However, she said she did not intend to blow the budget on big policy moves. She intended to stick to the promises Labour made in the Budget Responsibility Rules signed with the Greens, and to the limits of the fiscal package Labour has already released setting out its spending plans and forecasts for debt reduction and surpluses.
However, she would not rule out a change in Labour's previous stance not to change income tax rates until after a tax working group had reviewed them in its first term in Government. She was repeatedly asked if some New Zealanders would pay more tax under Labour and if the top tax rate would rise, but refused to comment, saying "all in good time".
National campaign chair Steven Joyce said Labour had clearly been struggling, and he would expect a poll bounce after Ardern's elevation.
"I would certainly expect them to pick up a bit of vote and a lot of that will come back from the Greens and New Zealand First. But as to the extent of that, that is yet to be determined.
"I think every leader that comes in gets a honeymoon ... it is really what they do with that opportunity." He said every election he had been involved in had been "a big scrap".

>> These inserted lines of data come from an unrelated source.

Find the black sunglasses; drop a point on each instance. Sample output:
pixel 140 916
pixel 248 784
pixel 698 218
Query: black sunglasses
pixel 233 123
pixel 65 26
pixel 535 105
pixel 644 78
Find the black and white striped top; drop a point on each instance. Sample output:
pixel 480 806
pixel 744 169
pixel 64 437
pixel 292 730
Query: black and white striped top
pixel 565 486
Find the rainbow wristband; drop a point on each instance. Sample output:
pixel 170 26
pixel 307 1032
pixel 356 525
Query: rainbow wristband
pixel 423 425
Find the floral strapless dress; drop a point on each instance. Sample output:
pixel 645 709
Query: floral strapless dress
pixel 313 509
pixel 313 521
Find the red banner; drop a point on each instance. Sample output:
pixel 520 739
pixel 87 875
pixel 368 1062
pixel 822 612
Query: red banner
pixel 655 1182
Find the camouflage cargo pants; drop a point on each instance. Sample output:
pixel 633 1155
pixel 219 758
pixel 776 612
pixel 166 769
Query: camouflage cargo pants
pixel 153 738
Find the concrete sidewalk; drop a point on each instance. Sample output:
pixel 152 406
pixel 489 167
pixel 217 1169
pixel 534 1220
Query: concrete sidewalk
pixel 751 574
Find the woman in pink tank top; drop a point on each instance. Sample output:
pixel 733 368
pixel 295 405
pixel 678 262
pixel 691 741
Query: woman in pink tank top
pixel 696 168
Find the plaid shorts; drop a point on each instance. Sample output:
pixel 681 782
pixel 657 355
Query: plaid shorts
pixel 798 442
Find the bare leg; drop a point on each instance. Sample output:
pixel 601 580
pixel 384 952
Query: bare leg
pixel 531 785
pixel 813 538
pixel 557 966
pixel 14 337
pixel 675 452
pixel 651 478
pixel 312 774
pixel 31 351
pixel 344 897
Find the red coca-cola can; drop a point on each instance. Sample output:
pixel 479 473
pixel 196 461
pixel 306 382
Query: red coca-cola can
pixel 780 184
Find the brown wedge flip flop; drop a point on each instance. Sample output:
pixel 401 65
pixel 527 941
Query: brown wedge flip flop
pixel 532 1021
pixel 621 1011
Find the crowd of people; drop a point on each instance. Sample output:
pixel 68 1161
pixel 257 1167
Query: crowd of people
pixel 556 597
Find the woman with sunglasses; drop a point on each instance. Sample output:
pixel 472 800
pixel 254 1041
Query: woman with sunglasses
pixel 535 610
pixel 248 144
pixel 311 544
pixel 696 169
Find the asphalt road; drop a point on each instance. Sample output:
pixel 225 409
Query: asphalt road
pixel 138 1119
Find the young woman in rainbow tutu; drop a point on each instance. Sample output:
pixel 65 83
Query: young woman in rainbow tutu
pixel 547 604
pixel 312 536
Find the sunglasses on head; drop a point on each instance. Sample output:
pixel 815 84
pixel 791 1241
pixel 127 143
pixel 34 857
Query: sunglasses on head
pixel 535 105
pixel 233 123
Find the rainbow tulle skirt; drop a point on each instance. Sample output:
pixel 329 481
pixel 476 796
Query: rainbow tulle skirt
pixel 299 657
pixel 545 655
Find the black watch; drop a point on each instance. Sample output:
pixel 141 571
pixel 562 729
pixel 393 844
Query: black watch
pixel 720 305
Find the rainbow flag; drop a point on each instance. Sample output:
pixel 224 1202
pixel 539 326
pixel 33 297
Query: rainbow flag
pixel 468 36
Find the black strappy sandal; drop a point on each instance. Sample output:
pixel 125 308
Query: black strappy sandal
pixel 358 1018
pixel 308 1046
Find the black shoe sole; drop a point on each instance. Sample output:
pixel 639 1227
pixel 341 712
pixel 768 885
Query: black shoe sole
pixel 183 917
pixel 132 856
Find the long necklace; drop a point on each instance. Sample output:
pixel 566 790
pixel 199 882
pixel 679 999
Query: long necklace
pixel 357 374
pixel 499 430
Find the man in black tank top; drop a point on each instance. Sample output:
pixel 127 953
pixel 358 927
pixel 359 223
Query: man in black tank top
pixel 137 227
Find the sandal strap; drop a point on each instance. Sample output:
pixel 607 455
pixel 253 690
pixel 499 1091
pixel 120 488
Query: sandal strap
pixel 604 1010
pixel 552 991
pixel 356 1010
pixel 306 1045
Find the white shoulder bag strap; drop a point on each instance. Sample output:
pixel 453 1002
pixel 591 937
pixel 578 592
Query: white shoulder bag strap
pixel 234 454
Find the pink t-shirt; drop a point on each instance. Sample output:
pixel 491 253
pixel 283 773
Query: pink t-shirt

Ardern brought both her potential coalition partners into line - saying yesterday morning that she was ruling out any chance of NZ First leader Winston Peters serving a stint as Prime Minister, and then moving on to the Greens. Ardern revealed she told her team yesterday morning to advise Turei that she could not include her in a Cabinet role.
That came after further revelations about Turei's time on welfare in the 1990s, and the admission she had enrolled at her ex-boyfriend's flat so she could vote for a friend of hers. Although Ardern denied she had forced Turei's hand, in effect that left Turei with little choice.
Yesterday afternoon, Turei held a press conference to say she would not be seeking a ministerial role, although she did not reveal Ardern had made it clear it would not happen.
Ardern insisted the bond with the Green Party remained strong and the memorandum of understanding between the two parties was still intact, describing it as "an incredibly sad set of circumstances".